A few weeks ago one of my close friends and I were together, and I was delighting in Charlie and telling her how this has been the most blissful postpartum period I’ve ever had, and she said it was just so beautiful because she remembered me telling her I was pregnant with a tremble in my voice and tears in my eyes months earlier. I almost feel guilty because I’ve felt so happy and at peace during this early newborn phase. This hasn’t always been the case. I had really bad postpartum depression after one baby, and I experienced some milder baby blues after another. With my first I had baby mania and was really manic in a lot of ways – trying to do everything and going a million miles a minute – but that wasn’t healthy either. Charlie is a chill baby, but it’s more than that. I’m wiser, too, and I know how fleeting this all is. I also just seem to have a nice cocktail of hormones this go-around. That’s something I can’t control. Finally, I nap with the baby – it’s taken five babies for me to consistently heed the advice to sleep when the baby sleeps – and getting more sleep has made a huge difference in my outlook and mental health. I have to take care of myself and preserve my energy for all the busy schlepping I do with the older kids.
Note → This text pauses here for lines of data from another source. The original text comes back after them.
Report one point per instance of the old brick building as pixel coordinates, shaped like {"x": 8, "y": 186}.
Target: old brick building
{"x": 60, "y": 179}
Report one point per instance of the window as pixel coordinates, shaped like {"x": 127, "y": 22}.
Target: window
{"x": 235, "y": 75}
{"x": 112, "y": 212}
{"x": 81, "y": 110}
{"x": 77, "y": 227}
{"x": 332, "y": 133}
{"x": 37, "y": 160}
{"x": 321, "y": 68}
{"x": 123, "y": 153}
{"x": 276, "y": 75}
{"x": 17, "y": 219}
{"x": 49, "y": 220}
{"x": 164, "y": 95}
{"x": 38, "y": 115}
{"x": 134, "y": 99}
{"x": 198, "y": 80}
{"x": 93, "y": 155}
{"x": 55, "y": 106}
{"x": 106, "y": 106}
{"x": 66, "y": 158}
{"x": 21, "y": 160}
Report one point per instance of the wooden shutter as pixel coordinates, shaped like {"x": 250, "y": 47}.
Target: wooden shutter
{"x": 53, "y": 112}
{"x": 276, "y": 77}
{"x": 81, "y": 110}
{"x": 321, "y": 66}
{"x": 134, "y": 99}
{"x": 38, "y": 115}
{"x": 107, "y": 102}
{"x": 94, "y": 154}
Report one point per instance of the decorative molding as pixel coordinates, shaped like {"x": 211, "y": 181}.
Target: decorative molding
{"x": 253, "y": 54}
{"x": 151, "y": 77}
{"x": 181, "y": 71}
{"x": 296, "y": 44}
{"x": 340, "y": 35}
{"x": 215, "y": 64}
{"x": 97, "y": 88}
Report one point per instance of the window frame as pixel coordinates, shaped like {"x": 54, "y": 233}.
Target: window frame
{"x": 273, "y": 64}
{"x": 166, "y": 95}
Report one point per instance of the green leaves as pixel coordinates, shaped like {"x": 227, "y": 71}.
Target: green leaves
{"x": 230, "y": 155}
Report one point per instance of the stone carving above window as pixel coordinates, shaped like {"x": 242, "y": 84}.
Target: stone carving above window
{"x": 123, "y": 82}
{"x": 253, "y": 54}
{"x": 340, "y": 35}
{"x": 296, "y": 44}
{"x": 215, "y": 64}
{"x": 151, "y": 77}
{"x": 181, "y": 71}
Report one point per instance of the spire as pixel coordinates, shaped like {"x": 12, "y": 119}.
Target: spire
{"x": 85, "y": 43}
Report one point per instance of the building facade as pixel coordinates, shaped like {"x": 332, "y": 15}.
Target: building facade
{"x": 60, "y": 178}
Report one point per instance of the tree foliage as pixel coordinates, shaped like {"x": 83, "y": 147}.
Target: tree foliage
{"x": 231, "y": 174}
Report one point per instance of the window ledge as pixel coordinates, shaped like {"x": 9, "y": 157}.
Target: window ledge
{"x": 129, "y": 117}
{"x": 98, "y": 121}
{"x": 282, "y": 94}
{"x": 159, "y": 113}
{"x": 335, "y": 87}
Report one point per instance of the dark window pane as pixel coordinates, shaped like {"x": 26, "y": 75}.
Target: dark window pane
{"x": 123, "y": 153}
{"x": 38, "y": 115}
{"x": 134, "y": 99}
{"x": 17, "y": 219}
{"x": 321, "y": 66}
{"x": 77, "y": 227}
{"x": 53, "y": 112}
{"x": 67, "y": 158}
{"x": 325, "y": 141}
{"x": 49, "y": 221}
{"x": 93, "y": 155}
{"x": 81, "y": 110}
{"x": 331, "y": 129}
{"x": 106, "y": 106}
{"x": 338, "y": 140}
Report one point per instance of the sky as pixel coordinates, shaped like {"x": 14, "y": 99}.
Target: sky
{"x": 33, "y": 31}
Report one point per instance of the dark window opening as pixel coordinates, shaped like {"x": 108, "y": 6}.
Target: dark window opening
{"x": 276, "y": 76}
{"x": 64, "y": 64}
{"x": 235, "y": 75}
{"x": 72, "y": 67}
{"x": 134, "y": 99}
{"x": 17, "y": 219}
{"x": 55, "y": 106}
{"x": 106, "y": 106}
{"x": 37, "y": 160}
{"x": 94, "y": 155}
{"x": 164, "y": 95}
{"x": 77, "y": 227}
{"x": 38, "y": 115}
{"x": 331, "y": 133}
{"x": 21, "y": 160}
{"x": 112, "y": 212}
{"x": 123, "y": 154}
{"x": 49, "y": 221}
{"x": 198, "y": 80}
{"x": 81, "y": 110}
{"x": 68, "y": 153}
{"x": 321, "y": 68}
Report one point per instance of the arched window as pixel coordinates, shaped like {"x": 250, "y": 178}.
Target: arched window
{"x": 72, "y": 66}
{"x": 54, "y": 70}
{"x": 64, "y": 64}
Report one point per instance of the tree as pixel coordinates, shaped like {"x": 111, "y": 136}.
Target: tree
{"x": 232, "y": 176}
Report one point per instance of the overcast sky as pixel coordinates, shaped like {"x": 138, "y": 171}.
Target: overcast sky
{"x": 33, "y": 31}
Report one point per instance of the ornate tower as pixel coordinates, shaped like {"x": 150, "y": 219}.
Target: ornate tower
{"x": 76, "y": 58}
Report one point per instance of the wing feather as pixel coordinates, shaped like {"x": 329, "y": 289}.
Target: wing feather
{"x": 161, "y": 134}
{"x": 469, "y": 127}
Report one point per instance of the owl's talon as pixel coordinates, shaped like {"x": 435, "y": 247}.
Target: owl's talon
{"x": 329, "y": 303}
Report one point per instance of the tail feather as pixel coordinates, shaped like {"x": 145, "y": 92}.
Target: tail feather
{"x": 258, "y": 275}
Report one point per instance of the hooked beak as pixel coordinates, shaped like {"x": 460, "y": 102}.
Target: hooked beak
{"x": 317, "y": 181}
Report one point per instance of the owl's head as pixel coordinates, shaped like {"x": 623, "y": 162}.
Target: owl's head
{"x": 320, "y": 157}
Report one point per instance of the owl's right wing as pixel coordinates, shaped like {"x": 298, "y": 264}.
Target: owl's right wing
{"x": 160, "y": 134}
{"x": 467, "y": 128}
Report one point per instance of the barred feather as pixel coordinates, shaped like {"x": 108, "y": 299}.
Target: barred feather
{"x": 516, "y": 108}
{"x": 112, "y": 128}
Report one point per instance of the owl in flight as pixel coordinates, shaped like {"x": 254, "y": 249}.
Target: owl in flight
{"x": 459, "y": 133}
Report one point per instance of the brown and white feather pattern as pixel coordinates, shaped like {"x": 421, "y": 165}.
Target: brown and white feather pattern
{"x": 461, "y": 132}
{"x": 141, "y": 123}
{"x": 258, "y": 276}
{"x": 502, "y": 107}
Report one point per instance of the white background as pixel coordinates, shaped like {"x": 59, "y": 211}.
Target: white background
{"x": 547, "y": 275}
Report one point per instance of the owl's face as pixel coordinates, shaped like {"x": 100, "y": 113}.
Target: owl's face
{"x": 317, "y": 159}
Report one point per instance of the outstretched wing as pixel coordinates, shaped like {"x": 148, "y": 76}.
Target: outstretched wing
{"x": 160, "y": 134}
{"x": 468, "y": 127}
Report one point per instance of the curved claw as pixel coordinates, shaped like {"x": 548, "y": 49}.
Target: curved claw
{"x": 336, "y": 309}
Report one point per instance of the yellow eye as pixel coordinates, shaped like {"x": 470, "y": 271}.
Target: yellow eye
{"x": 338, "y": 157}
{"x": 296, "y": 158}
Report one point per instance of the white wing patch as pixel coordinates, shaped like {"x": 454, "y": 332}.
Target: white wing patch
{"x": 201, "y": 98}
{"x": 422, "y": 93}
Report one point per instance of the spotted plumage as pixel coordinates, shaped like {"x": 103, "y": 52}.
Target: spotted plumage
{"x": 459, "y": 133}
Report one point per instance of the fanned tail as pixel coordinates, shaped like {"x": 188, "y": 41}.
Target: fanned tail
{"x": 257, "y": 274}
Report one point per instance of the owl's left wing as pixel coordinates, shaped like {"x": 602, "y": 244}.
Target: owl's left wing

Oh, and I mentioned during my FB conversation that I’d share a photo of what I was wearing just before I went on camera. Here’s a typical #OOTD for me right now:
Kale t-shirt paired with Umbros circa 1989, and slippers
Now without further ado, I could not track down an archive of an article I mentioned during the FB LIVE event about helping little ones behave at Mass, but I did find the draft saved in my documents folder. A mom asked how she could keep her toddler happy at church without turning over the altar. :-) I mentioned during the interview that some of the tips I used to share have not worked so well with Thomas. For instance, I used to be really adamant about not using cry rooms or nurseries because then how would your children ever get used to being in church and behaving? Then I had Thomas, and he has spent entire services either sniping on the floor or flipping up his sisters’ skirts while he maniacally and loudly laughs. He’s made tons of progress and is doing much better now, but it’s taken a long time to get to a quasi-peaceful place, and I still don’t bring him every Sunday like I should. He does attend Mass weekly at school and does so much better with his teachers and prayer partner than he does with his own family.
One of my favorite Thomas-at-Mass-anecdotes is when he asked where Jesus was. I whispered that Jesus was within him in his heart, but that He was also present in the tabernacle and the Eucharist. Thomas asked what and where the tabernacle was, and I tried to quietly point to it and explain it. Later when we were going up to Communion, he shouted very loudly, “Jesus in the tackle box!!!”
Oh, sweet Jesus, I know you understand these sparkly, loud children well.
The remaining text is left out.